EL TOUR DE FRANCIA

Tenía solo ocho años, pero todavía hoy me acuerdo perfectamente de la hazaña. También de mi emoción, el peligroso éxtasis que me sacudió, del estremecimiento que inunda el cuerpo y la mente cuando tus héroe se convierten en dioses. Era jueves, ocho de julio de 1971, y Luis Ocaña se encontraba tan sólo a un segundo del líder del Tour, Joop Zoetemelk. La undécima etapa, entre las localidades de Grenoble y Orcières Merlette, constaba de un corto recorrido de 134 km, y no se esperaba gran cosa de ella. Al menos, hasta que el conquense se empeñó en llevar la contraria a todo el mundo. El sol abrasaba y dibujaba una diamantina caligrafía de fuego cuando Ocaña decidió desplegar un brutal ataque en el col de Laffrey.
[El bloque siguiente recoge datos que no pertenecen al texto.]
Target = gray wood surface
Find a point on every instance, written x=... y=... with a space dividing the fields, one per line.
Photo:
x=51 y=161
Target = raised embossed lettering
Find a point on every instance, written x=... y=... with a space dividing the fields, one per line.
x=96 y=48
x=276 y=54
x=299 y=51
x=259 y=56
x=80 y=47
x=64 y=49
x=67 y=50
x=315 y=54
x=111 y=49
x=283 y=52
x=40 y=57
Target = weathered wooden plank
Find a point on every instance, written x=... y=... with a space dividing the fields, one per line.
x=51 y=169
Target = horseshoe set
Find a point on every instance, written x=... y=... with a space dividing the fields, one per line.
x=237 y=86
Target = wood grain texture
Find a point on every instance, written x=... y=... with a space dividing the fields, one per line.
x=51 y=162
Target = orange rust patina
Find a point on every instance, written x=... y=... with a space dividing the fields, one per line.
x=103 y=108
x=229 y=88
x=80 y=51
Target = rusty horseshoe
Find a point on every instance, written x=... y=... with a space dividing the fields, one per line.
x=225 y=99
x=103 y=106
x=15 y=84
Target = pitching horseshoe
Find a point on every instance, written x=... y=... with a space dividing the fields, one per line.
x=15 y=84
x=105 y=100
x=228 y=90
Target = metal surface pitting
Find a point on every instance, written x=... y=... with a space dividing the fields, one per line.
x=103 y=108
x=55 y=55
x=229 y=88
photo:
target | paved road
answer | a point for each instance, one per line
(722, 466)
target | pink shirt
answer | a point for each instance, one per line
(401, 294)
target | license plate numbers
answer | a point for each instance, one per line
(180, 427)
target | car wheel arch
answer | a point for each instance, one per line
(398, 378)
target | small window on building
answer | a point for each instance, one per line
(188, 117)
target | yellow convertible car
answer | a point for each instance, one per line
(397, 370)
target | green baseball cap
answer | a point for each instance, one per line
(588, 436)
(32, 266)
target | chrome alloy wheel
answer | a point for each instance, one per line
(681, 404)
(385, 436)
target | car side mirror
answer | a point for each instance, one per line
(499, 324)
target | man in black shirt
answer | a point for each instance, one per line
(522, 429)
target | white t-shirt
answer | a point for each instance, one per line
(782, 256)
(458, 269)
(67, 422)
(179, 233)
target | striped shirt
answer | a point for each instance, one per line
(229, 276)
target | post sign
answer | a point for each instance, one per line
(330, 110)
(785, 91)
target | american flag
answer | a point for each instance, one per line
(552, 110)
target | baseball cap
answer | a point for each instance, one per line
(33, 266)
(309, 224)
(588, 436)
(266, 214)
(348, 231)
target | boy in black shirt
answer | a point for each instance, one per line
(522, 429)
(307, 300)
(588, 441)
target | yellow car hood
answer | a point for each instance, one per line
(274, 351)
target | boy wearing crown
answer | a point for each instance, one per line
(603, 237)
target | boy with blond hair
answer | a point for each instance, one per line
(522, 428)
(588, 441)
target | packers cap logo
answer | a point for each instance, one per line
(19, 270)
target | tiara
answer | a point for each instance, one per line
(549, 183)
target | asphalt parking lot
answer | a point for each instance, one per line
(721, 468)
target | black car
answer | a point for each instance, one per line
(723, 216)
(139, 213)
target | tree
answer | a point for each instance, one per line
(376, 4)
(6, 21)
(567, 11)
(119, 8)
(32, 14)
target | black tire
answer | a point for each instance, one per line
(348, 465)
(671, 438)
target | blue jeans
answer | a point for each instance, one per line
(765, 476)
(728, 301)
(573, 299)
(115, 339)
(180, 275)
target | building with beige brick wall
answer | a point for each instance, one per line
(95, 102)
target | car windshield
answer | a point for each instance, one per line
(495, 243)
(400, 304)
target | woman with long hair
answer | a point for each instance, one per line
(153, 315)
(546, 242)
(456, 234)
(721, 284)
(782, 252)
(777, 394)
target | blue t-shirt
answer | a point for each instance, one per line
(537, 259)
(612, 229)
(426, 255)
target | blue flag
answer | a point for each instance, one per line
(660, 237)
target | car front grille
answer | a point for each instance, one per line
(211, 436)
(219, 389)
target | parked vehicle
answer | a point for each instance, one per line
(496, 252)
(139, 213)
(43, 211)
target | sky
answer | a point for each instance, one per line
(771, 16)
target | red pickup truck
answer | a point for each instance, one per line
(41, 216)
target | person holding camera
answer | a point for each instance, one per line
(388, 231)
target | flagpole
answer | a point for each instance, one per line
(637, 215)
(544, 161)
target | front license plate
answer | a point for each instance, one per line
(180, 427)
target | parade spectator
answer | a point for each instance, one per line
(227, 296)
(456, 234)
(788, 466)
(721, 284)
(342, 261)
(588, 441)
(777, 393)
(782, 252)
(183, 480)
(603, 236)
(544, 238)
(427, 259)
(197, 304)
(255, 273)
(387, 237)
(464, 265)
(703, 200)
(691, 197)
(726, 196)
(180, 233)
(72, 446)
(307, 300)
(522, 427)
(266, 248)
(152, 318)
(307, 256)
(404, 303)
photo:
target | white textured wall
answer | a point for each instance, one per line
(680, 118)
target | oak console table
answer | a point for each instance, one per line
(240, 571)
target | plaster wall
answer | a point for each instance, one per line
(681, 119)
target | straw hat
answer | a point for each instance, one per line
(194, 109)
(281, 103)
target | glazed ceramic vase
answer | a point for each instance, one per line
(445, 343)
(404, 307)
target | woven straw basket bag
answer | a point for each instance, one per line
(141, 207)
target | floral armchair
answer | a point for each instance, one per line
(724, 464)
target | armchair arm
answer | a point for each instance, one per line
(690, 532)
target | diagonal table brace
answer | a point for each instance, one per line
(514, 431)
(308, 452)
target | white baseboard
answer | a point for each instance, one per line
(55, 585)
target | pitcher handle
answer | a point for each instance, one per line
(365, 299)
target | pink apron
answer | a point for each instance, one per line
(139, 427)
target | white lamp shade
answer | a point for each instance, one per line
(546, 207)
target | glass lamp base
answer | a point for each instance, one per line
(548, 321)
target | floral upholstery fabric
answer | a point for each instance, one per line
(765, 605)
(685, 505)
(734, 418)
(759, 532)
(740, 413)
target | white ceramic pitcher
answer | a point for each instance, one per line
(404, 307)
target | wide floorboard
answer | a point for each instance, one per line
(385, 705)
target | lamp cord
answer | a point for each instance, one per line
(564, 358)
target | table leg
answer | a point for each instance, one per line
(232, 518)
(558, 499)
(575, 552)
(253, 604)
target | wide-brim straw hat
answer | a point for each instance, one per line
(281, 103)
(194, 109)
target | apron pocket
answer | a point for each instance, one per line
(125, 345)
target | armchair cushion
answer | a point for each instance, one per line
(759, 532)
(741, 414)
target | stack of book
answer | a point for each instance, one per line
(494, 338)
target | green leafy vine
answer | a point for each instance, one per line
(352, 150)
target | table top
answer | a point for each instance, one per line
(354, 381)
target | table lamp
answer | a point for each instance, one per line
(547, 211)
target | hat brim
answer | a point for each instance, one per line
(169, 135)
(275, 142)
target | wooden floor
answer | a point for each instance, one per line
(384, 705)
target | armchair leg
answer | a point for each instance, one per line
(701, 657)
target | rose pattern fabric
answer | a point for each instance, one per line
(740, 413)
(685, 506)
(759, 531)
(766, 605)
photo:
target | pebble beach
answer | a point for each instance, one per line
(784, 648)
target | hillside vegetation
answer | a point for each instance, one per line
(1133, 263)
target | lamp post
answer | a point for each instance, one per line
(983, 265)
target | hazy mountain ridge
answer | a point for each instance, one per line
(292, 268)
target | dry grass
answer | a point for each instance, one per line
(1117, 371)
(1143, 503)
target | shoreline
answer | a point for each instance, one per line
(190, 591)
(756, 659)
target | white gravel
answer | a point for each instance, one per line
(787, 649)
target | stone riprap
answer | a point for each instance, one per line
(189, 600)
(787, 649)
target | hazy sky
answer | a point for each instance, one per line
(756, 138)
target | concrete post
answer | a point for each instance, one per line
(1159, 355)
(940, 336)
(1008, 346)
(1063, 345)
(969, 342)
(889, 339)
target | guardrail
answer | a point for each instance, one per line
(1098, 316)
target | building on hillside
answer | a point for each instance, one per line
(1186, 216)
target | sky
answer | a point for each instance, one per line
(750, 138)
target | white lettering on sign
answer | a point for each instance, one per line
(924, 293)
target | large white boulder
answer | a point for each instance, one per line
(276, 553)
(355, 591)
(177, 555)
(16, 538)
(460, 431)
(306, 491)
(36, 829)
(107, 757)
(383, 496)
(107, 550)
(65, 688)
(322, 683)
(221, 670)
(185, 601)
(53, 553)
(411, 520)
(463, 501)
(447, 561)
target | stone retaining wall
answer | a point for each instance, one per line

Le secundaron, durante unos kilómetros, Zoetemelk, Van Impe y Agostinho, pero Luis Ocaña aceleró, apretó los dientes, abrió la boca con violencia y se tumbó sobre el manillar, quedándose finalmente solo al pie del col de Noyer. Perseguía con furia obstinada tanto el maillot amarillo como una hazaña sólo reservada a los dioses. Quizá también buscase que el gran Eddy Mercks, por primera vez en su vida deportiva, conociese el amargo sabor de la derrota. Por detrás, el pelotón venía destrozado mientras él seguía pedaleando bajo un sol estremecedor en el que los perros de la canícula ladraban sobre las montañas. En la meta de Orcières Merlette sacó un puñado de minutos a todos los favoritos y dejó fuera de control a medio pelotón. El intratable Eddy Mercks sufrió la mayor humillación de su carrera deportiva llegando a ocho minutos y cuarenta y dos segundos y sus palabras, al acabar la dantesca etapa, no tuvieron desperdicio: “Hoy Ocaña nos ha matado, como El Cordobés mata en la plaza de toros”.
Vicente Álvarez de la Viuda
«El Tour de Francia y las magnolias del doctor Jekyll» (2010).